News at Tipitaka Network
Afghanistan bets on peace with first national park
Compiled by Tipitaka Network newsdesk, Sunday, May 3, 2009
A unique cascade of turquoise lakes nestled in bleak mountains near the heart of Afghanistan was touted as a national park in the 1970s, long before three decades of war drove the tourists away.
On April 22, Afghanistan declared Band-e-Amir its first conservation area, hoping nature-lovers will return. The United States Agency for International Development (USAID) and the Wildlife Conservation Society (WCS) applauded Afghanistan's National Environment Protection Agency (NEPA), which made the announcement for the establishment of the country's first internationally recognized national park.
The park, known as Band-e-Amir, will protect one of Afghanistan's best-known natural areas: the spectacular series of six deep blue lakes separated by natural dams made of travertine, a mineral deposit. Travertine systems are found in only a few places throughout the world, virtually all of which are on the UNESCO World Heritage list and are major international tourist attractions.
For decades, the area deteriorated along with so much else in a country consumed by war. The last of Band-e-Amir's magnificent snow leopards was hunted down some time in the 1980s while Soviet troops were battling mujahideen guerrillas.
The park is near the Bamiyan Valley, where the 1,500-year-old giant Buddha statues once stood. The spectacular ancient giant Buddha statues were blown up by the Taliban in 2001.

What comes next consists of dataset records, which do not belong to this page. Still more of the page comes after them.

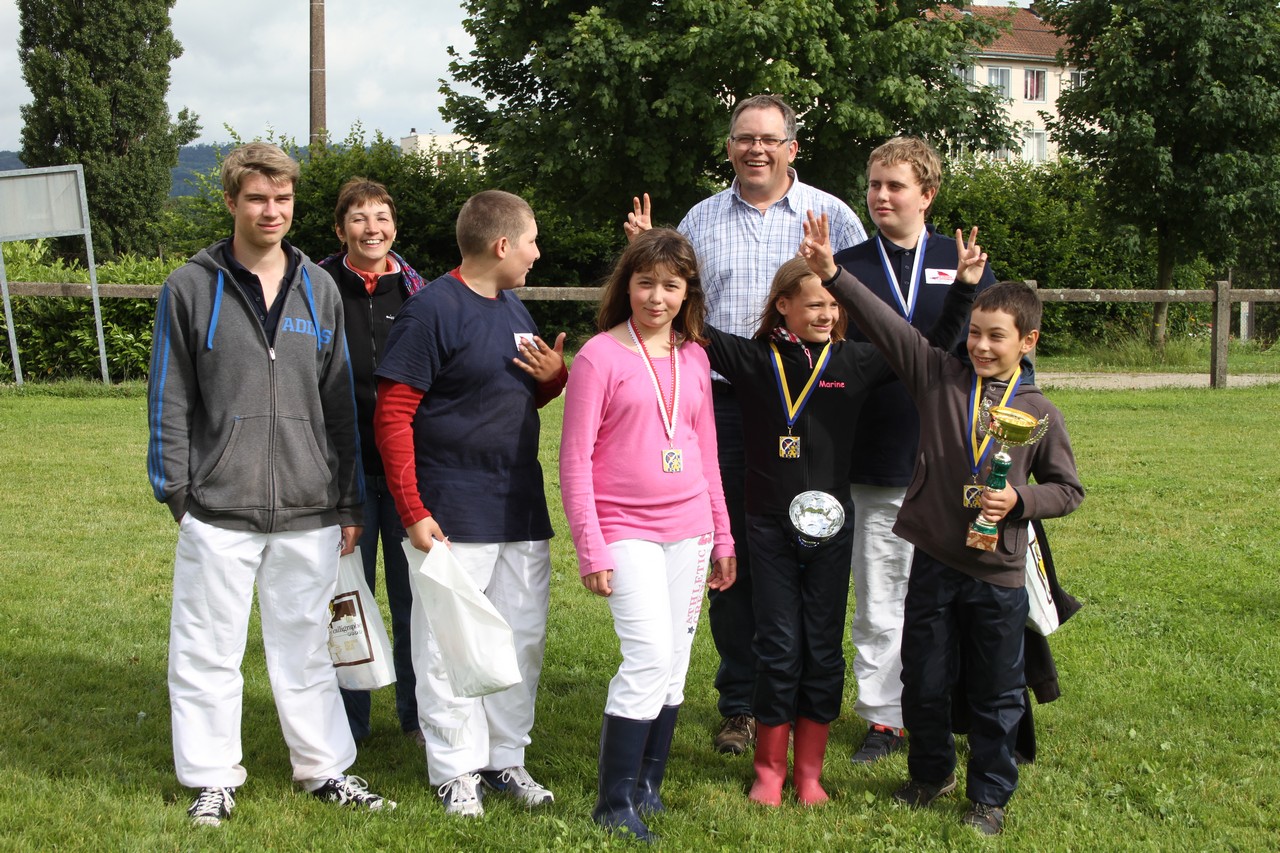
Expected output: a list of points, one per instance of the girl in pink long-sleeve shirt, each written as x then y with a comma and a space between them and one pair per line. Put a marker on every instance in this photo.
641, 491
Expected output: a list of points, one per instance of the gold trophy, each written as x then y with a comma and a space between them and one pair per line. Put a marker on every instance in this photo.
1011, 428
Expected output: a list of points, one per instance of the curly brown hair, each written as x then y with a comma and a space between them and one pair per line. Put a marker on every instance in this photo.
658, 247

But today the area is far from any fighting and Afghan tourists have begun to return. Authorities hope foreigners who made Afghanistan a stop on the "hippie trail" in the 1970s will one day come back too.
The chain of lakes are a bone-jarring day's drive from Kabul over dirt roads that are currently considered unsafe for foreigners. There is only a dirt airstrip at the nearest town.
But the giant natural dams, formed from slow-growing deposits of travertine stone that hold back each pool of startlingly blue water are a unique natural treasure.
"There is nothing else in the world that looks like that," said Peter Smallwood, Afghanistan Country Director for the WCS, which has helped set up the park. "There are some travertine dams that are bigger but nothing so vertically sheer. It is so thin and tall it looks almost unreal."
Though much of the park's wildlife has been lost, recent surveys indicate that it still contains ibex (a species of wild goat) and urial (a type of wild sheep) along with wolves, foxes, smaller mammals and fish, and various bird species.
Wetlands at the edge of the lake are a haven for migrating birds in an arid zone, boasting a rare species which lives only in the area, the Afghan snowfinch. Although the Buddhas are gone, the nearby Bamiyan valley is still breathtakingly beautiful and scattered with other historic sights.
The lakes are under growing threat from pollution and other human-caused degradation to the fragile travertine dams.
Creating the national park will provide international recognition essential to helping develop Band-e-Amir as an international tourist destination, and assist it in obtaining World Heritage Status, which would provide additional protection. It also sets the groundwork to create an Afghan Protected Area System that could include the wildlife-rich transboundary area in the Pamirs shared by Afghanistan, Pakistan, China and Tajikistan.
Local entrepreneurs are hoping that official national park status will bring a steadier stream of Afghan tourists to their doors in the summer months.
"We are very poor people. If this opens a gate for the rich people to come visit, at very least we will have a chance to see what they look like," said Sayid Abdul Jafar, a villager from inside the park said with a grin.
The new park will be managed by Afghanistan's National Environmental Protection Agency, the Ministry of Agriculture, Irrigation and Livestock, and the Band-e-Amir Protected Area Committee. WCS helped the 13 villages lying within the park establish this Committee, which provides local input into all management decisions. The park will provide employment, tourism-derived revenue, and ensure that local communities play a key role in protecting this world class landscape.